Bei geschachtelten Schleifen mit while musst du dich selbst um den "Zustand" deiner Schleifenvariablen kümmern.
Bei geschachtelten for-Schleifen macht die Sprache das für dich, auch wenn die "exit"-Bedingung manchmal Knoten ins Gehirn machen kann, bis man die auf die Reihe kriegt  .
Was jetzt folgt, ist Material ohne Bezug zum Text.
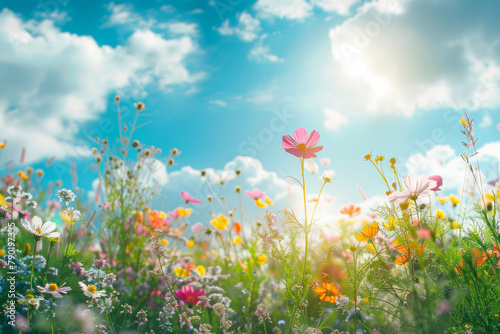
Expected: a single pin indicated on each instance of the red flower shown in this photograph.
(188, 198)
(189, 294)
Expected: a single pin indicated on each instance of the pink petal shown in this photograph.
(313, 139)
(300, 135)
(288, 142)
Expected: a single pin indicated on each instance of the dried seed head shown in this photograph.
(139, 106)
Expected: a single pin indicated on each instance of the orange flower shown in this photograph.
(480, 258)
(458, 270)
(236, 227)
(368, 232)
(328, 293)
(350, 210)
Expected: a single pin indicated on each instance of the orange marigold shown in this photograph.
(328, 292)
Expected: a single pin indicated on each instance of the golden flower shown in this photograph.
(220, 222)
(454, 200)
(201, 270)
(261, 259)
(22, 175)
(328, 292)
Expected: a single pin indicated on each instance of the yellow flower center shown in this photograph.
(302, 147)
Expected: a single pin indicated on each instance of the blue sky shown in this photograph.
(391, 77)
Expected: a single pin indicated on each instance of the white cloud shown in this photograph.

Von daher mit Debugging-Tool die Variablen überwachen lassen und schrittweise durch den Code hüpfen (bzw. an den Schleifenenden Checkpoints setzen). Dann findest du solche Dinger recht schnell.


----------



## Cookiebowser (28. Juli 2015)

sepei schrieb:


> Wie oben schon erwähnt hast du dein J nie zurückgesetzt.
> Hier mal der ausgebeserte funktionierende Code:
> 
> Ideone.com - eH51r4 - Online Java Compiler & Debugging Tool



Du musst j aber auch auf 1 zurücksetzen .


----------



## xActionx (28. Juli 2015)

Wow vielen Dank für die ganzen Antworte. Werde das ganze nacher einmal testen.


----------



## GTA 3 (30. Juli 2015)

Mit MergeSort geht das ziemlich einfach finde ich, wenn du eine endliche Länge (mit gefüllten Arrays) hast.  Musst du nen eigenen Sortalgorithmus machen ?


----------



## xActionx (31. Juli 2015)

GTA 3 schrieb:


> Musst du nen eigenen Sortalgorithmus machen ?



Jo hab das ganze nämlich in ne neue und ziemlich unbekannte Sprache übersetzt.


----------



## sven-a (4. August 2015)

Geht bei ArrayLists nicht auch ein automatischer Sortieralgorithmus? Also ich meine einer der in Java.lang bereits implementiert ist? Meine mich da an irgendwas erinnern zu können.
Ansonsten haben wir das immer per Comperator gemacht und rekursiv die Funktion comparTo aufgerufen. 

Ist aber schon etwas her


----------